Narrator assist (Opus accessibility) helper script

This is an example script which provides several spoken cues to the basic navigation (entering folders and switching folder tabs) and file selection in Opus. The voices can be changed (but are limited to Microsoft's legacy Speech API).

Several screenshots in dark mode

na0

What you see in the top textbox is what is spoken -- here for example is a reaction to a single folder "Directory Opus" being selected.


na1

This is example when the selected "Directory Opus" folder is navigated into (e.g., Enter pressed). Amount of items inside (files and folders) are announced.


na2

This example shows several mixed files and folders selected. In that case their names aren't spoken unless the "Verbose" checkbox option is enabled.


na3

This example shows the same selection, but with the "Verbose" checkbox enabled, selected file and folder names are spoken.


na4

Switching the folder tabs is also announced.

Button-script download:
Narrator assist.dcf (14.1 KB)

There are no external dependencies or requirements except the Directory Opus of course.
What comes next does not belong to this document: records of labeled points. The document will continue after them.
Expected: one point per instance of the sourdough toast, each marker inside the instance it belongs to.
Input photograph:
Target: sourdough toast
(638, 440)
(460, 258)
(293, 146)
Tested on Opus 13, but maybe it works with Opus 12 too. To use it, simply run the provided button and the UI will appear and spoken announcements will occur automatically as you browse and select files in Opus as long as the script's window is kept open.

Some caveats:

  • This script was made in a few hours for personal entertainment* and can serve as an example for others to make something more concrete and useful as needed.
  • As this is an example script only, it doesn't save any settings nor has any QoL features.
  • The script seems to "see" only the tabs of the lister it was launched from (so it should be run separately for each new lister if you happen to use multiple listers a.k.a. Opus file windows).
*How this came about

I've accidentally activated the Windows' built-in Narrator today and noticed it doesn't really support Opus listers (but it's pretty bad with Windows Explorer too so there's that).

Of course, people who need such functionality use powerful third party screen reader applications anyway (don't know how they work with Opus though).

3 Likes

Excellent proof of concept. Some folks could make good use of this and its development.